NASA declined to comment on the Planetary Society analysis and highlighted a letter from administrator Jared Isaacman included in the full budget request. “The FY 2027 President’s Budget Request reflects a clear principle: the United States must lead in space, not only for discovery, but for national prosperity, security, and inspiration,” that letter reads in part. “With the support of Congress, NASA will continue to push the boundaries of exploration, strengthen American technological leadership, and ensure that the next great chapter of space exploration is led by the United States.”

Some of the projects slated for cancellation in the request are ongoing missions. For example, NASA’s Juno spacecraft has been orbiting Jupiter for just shy of a decade; the New Horizons probe has revealed the secrets of Pluto, Charon and the only Kuiper Belt object ever studied up close; and the Origins, Spectral Interpretation, Resource Identification and Security–Apophis Explorer (OSIRIS-APEX) spacecraft, which delivered rocks from the asteroid Bennu to Earth in 2023, is now preparing to study the large asteroid Apophis just months after a 2029 Earth flyby so close it will be visible in the daylight sky.

Future science missions also face stark losses under the proposal: NASA’s Deep Atmosphere Venus Investigation of Noble gases, Chemistry, and Imaging (DAVINCI) and Venus Emissivity, Radio Science, InSAR, Topography and Spectroscopy (VERITAS) spacecraft to Venus could be cancelled, the analysis finds. As would NASA’s participation in the European Space Agency (ESA) Rosalind Franklin Mars rover, which NASA agreed to launch after Russia’s invasion of Ukraine dissolved the partnership that originally conceived of the mission.

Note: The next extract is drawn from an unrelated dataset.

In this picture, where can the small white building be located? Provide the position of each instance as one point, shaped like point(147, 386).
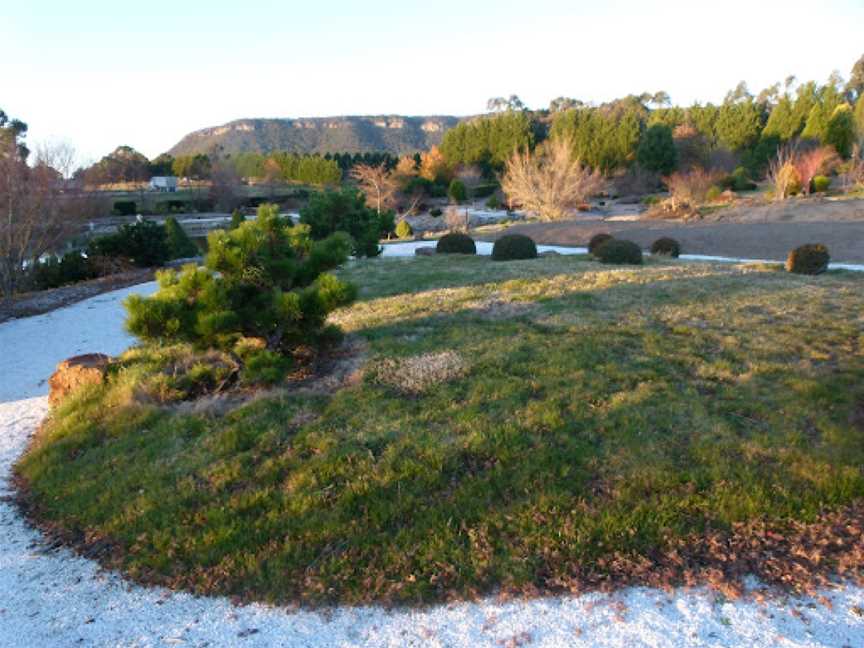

Other international partnerships could also suffer, according to the report. The budget would withdraw support for the Laser Interferometer Space Antenna (LISA) mission, meant to bring gravitational wave science into orbit, and the Advanced Telescope for High ENergy Astrophysics (ATHENA) X-ray observatory—both ESA projects that the space agency hopes to launch next. The U.S. could also withdraw from the operational ESA-led Euclid telescope for dark matter and dark energy and the Japan-led X-ray Imaging and Spectroscopy Mission (XRISM), according to the Planetary Society.

Other possible cancellation targets include the Chandra X-ray Observatory, which after nearly a quarter century in space remains the most powerful X-ray telescope, according to NASA, and the Fermi Gamma-ray Space Telescope, which is similarly the most powerful observatory of its class.

Heliophysics missions possibly in danger of cancellation include the Solar and Heliospheric Observatory, which is a partnership with ESA and has provided valuable observations of the sun’s activity for 30 years. And the twin Tandem Reconnection and Cusp Electrodynamics Reconnaissance Satellites (TRACERS) probes, which study magnetic reconnection in Earth’s atmosphere, could also see cancellation, the analysis finds.

In Earth sciences, eight Cyclone Global Navigation Satellite System (CYGNSS) satellites that measure surface wind speeds in developing tropical storms to facilitate forecasts, and four Time-Resolved Observations of Precipitation structure and storm Intensity with a Constellation of Smallsats (TROPICS) satellites that help track tropical storms may also be targeted for cancellation.

Several other targeted missions monitoring greenhouse gas emissions and climate change, including the Orbiting Carbon Observatory-2 and its successor (OCO-2 and OCO-3) and the 20-year veteran Aura satellite, the analysis found.